If you do a small annual mileage they might show damage before they wear out. Not a problem for me at around 15,000 miles annually, Alan.


----------



## Rapide561 (Oct 1, 2005)

*Tyres*

Hi

A friend of mine makes and sells wheel covers. PM me if you want more info.

Russell


----------



## JohnsCrossMotorHomes (Jul 21, 2007)

If a van is standing for some time in a very hot sunny climate like Spain, and black rubber absorbs the suns heat, it is advisable.

Peter


----------



## pomme1 (May 19, 2005)

I have some on my 'van, as the tyres are in full sun when parked on the drive. Taylormade do some very light ones made out of an aluminised material. I think they were £30ish for a set.


----------



## davesport (Nov 12, 2006)

As a non tyre specialist this poses several questions I'd like answers to.

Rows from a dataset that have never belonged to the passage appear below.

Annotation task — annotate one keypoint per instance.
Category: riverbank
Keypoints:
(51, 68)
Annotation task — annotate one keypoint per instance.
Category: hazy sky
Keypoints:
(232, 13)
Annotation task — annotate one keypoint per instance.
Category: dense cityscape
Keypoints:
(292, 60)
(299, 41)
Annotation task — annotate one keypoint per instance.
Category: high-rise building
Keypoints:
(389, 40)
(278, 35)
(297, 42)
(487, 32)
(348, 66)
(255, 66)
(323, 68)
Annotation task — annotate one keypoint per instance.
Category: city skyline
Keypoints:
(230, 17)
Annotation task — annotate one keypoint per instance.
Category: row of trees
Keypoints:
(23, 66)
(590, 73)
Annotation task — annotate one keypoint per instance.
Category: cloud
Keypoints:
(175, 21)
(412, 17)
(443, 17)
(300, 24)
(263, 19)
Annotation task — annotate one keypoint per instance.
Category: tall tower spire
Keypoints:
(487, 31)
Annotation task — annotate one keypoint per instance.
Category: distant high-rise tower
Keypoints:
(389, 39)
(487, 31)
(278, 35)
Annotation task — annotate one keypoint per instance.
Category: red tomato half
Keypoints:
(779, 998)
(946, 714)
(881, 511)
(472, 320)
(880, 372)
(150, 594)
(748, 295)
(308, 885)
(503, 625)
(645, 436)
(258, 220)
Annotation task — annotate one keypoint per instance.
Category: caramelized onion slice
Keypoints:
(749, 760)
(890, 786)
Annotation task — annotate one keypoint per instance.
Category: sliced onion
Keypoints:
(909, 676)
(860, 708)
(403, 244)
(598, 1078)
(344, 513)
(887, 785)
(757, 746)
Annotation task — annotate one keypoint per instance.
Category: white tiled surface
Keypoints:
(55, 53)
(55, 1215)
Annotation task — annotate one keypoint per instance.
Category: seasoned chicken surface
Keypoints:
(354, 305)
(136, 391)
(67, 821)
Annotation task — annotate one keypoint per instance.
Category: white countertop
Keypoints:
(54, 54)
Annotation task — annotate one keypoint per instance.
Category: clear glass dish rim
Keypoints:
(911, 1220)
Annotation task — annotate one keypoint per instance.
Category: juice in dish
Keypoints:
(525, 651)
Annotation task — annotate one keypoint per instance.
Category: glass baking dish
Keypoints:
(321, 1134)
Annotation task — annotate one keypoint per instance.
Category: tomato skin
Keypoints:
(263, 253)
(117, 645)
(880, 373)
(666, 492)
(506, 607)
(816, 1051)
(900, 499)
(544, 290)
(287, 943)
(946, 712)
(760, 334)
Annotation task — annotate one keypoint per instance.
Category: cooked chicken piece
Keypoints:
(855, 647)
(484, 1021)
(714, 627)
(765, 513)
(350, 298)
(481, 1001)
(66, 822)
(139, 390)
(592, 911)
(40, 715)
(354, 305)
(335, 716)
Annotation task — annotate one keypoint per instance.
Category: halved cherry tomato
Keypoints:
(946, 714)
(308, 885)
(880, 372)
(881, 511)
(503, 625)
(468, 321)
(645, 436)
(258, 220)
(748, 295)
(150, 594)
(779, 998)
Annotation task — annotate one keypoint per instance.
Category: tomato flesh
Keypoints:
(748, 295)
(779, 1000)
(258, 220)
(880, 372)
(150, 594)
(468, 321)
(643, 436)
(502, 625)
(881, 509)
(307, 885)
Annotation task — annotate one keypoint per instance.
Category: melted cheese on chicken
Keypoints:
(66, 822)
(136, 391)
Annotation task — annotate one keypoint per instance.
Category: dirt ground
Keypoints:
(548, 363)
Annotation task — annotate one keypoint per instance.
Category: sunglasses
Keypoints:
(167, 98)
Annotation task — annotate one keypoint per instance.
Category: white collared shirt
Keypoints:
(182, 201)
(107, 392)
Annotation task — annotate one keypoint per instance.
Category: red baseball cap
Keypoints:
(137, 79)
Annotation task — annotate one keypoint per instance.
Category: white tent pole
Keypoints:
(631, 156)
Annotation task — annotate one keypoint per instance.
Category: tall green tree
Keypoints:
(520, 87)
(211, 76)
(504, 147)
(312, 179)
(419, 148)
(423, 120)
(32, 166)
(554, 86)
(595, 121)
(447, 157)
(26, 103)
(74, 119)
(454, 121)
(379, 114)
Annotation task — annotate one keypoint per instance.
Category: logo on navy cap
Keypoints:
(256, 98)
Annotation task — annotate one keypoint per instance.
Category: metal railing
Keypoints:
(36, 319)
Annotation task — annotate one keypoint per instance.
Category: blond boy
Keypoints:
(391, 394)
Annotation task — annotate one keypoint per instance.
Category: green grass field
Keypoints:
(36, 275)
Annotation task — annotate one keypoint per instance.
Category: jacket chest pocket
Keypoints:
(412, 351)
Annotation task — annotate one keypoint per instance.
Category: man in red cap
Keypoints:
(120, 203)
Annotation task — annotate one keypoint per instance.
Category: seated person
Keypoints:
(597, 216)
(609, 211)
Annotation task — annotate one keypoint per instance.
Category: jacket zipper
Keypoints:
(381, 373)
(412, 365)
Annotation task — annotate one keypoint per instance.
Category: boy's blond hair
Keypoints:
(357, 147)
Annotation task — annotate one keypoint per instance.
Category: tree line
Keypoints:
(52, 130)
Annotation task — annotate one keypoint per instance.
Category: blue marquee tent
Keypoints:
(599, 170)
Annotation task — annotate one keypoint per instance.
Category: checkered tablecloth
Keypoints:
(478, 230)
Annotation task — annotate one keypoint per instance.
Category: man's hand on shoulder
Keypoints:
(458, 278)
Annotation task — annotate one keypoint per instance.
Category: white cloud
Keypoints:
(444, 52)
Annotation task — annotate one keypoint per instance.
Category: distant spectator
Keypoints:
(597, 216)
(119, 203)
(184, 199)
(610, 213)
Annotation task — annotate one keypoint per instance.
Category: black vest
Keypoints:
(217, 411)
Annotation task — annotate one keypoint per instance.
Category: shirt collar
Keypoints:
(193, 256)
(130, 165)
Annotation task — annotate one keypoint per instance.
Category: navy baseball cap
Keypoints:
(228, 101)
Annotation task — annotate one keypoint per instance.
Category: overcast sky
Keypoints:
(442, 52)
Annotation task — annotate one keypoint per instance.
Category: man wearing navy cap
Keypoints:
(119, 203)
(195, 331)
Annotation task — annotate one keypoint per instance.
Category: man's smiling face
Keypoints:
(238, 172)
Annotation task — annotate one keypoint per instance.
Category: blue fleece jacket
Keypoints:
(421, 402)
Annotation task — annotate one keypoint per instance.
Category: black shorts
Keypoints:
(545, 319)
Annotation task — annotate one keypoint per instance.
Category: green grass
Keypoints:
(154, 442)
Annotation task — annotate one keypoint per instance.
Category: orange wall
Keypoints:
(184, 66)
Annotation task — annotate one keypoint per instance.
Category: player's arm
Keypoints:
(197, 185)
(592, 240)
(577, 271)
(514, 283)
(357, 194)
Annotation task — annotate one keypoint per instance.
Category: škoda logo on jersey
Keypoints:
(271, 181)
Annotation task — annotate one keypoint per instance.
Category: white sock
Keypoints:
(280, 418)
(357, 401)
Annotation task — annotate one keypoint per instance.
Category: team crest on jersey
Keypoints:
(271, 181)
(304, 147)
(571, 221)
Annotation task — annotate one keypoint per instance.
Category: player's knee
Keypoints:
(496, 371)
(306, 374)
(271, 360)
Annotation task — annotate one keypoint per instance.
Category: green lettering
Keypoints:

How many things can you think of that will degrade or shorten the life of your tyres.

1. UV ?
2. O2 ?
3 Heat cycles ?
4 Hydrocarbons ?

Personally I'll be replacing my tyres after five years irrespective of their outward condition. Is the exposure to UV during this period going to be relevant ?

D.


----------



## lindyloot (May 20, 2007)

Our MH is 5yrs old and low mileage, the side walls are cracked. Theybwere slightly cracked when we brought it in 07. They are michelines.Last Nov when we had it mot'd the tester thought they would do at least another year. As Rich is concerned about them we emailed micheline. They replied that it is the uv rays which crack the sides of the tyres on MH's and if the cracks show the inner cording to send photos to there technical department. They are not as bad as that ..... yet and we are considering changing them  six michelines OMG better get a bank loan lol. :wink: 
Lin


----------



## wobby (May 1, 2005)

We spend a lot of time in the sun so I cover the tyres up. I started doing this when I notice whilst parked at our place in the Dordogne the tyres getting very hot. Now with the covers on they stay nice and cool, much the same as me when I have a large G&T with ice, sorry digress, :wink: I just feel better with the tyres covered, but does it make any differance, I don't know.

Wobby


----------



## EJB (Aug 25, 2007)

I cover the two sunnyside tyres at home. On holiday in Northern Europe, we don't do the sunny south, I don't bother.

I also dogmatically change my Michelin campers every 5 years without fail. :wink:


----------



## teensvan (May 9, 2005)

Hi.

We have just changed all our 6 tyres after 7years of age. All of them had bad cracks in the side walls. The spare that is fitted in the garage has not got one single crack in it. The tyre fitter said no need to change it as it has never been on the road.

steve & ann. -------- teensvan


----------